Senior Director, Global Design Assurance, Regulatory & Clinical Affairs

By living according to a common set of values, we create a culture that unifies, embraces the uniqueness we all bring to the company, and positions Integer for long-term success.

At Integer, our values are embedded in everything we do.

Customer

We focus on our customers' success

Innovation

We create better solutions

Collaboration

We create success together

Inclusion

We always interact with others respectfully

Candor

We are open and honest with one another

Integrity

We do the right things and do things right

Accountabilities & Responsibilities:

• Adheres to Integer Values and all safety, environmental, security and quality requirements including, but not limited to: Quality Management Systems (QMS), Safety, Environmental and Security Management Systems, U.S. Food and Drug Administration (FDA) regulations, company policies and operating procedures, and other regulatory requirements.
• Manage all aspects of the quality and regulatory system across the enterprise, driving to a harmonized system based on best practices
• Standardize all quality metrics, assuring alignment with underlying procedural elements and driving all aspects of data integrity, including aligning with IT on data collection systems and infrastructure.
• Lead the specification, selection, validation and implementation of an electronic quality management system (EQMS)
• Lead all remediation activities including systematic identification, risk-based prioritization and corrective action.

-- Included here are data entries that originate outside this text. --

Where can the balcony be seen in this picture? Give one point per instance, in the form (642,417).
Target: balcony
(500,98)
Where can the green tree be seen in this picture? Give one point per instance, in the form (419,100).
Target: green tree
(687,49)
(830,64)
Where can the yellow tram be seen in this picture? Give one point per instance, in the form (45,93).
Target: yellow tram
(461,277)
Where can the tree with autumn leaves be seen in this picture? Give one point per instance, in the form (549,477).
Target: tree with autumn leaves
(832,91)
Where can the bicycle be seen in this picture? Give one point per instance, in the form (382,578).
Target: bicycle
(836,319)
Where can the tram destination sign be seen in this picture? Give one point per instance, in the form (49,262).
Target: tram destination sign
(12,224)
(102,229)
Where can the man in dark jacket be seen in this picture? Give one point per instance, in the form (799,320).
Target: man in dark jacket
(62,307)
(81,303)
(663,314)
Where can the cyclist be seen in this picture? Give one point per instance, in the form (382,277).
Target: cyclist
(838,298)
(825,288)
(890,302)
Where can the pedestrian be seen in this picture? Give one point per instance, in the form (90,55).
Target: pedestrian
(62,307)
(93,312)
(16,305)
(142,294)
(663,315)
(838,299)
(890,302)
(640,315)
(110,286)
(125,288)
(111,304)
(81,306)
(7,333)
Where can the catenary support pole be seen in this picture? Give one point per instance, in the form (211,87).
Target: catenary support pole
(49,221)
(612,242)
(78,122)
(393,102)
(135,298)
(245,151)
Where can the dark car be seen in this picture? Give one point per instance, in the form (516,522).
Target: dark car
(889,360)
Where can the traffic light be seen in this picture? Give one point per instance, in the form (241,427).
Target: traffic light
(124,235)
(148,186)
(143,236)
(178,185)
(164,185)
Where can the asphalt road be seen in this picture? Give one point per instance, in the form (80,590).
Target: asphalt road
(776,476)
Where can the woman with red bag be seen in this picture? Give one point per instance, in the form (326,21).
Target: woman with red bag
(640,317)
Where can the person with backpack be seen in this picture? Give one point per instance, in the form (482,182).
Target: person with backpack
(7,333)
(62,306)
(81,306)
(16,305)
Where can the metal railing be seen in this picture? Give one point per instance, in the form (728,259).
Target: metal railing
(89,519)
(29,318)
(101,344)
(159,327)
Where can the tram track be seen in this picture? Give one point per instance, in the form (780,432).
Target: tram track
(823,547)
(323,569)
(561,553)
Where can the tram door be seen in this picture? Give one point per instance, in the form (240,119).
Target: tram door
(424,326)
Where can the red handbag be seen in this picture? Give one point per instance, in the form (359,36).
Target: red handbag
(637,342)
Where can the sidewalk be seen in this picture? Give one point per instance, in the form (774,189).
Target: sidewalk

Play lead role in all FDA and other government agency audits and responses to all 483's and major/critical findings.
• Collaborate with all functional groups and QA/RA at all levels of the enterprise to drive a culture of quality by conceiving and implementing specific actions, messages and behaviors that support such a culture.
• Maintain all necessary FDA plant registrations and ISO certifications across all sites, evolving as required based on changes across the enterprise.
• Primary responsibility for all quality systems and quality awareness training.
• Responsible for defining and executing/ providing oversight for all post market surveillance & clinical affairs activities.
• Standardize all enterprise procedures and controls related to environmental monitoring and sterilization in accordance with industry, customer and Integer requirements.
• Responsible for all aspects of Regulatory, Design Assurance & Regulatory Affairs, including but not limited to product registrations, regulatory strategy and remediation, working closely with the Commercial Team, R&D and the Product Group Quality Leaders.
• In collaboration with executive management, develop strategic and tactical plans for national and international regulatory and quality management systems. Regulatory planning includes new product submissions, product registrations, post market surveillance, import and export regulation, safety testing, and national and international requirements.
• Document, implement and continuously improve company quality systems, product reliability, and regulatory processes and activities.
• Ensure proper and timely preparation of national and international submissions in accordance with Company goals and responsible for the associated follow up and reporting activities.
• Responsible for assuring the company is in compliance with all local, county, state and Federal agency regulatory requirements for medical device manufacturers.
• Responsible for management of the internal quality audit system. Interface with FDA other regulatory agencies regarding audit site visits for products manufactured and sold in the United States and abroad.
• Drives and leads activities to streamline processes in Quality consistent with Integer Business Systems. Responsible for driving results against objectives identified for Regulatory Affairs, and Quality Assurance.
• Supports regulatory compliance growth opportunities including strategic and tactical planning that may arise beyond our medical device business, based upon anticipated business growth and strategic initiatives.
• Interviews, hires, and establishes training plans for direct reports. Provides leadership to the supervisory staff regarding development of individuals' goals and mentoring of the group.
• Able to systematically identify and resolve complex problems with an analytical data driven approach and creative thinking.
• Performs other duties as required.

Education & Experience:

• Minimum Education: Bachelor's in Engineering or a technical discipline. Master's degree preferred.
• Minimum Experience: 12+ years of experience in Quality Assurance/ Regulatory in a medical device development and manufacturing environment. Minimum of 10 years of management experience in a medical device development and manufacturing environment with multi-site responsibility

Knowledge & Skills:

• Special Skills: ASQ Certified Quality Manager, Engineer or Six Sigma Black Belt a plus

• Specialized Knowledge:
  • Establish and maintain networks, influence in a matrixed organization, and communicate in a clearly and highly professional manner
  • Demonstrated ability to establish, communicate, and implement long-term strategic and operational goals.
  • Extensive experience with advanced statistical methods: SPC, DOE, ANOVA and others.
  • Extensive experience with product development, design verification, validation, risk management.
  • Effectively manage a large workflow and multiple projects at one time.
  • Strong ability for reasoning and logical deduction and to transfer between abstract and concrete concepts.
  • Expertise in structured problem solving. Able to solve complex problems that require creativity.
  • Experience with improvement tools preferred: six sigma, lean manufacturing, and theory of constraints.
  • .Experience building and leading high performing teams, located in different geographies.
  • Proven ability to lead cross-functional teams in problem solving and to successful outcomes.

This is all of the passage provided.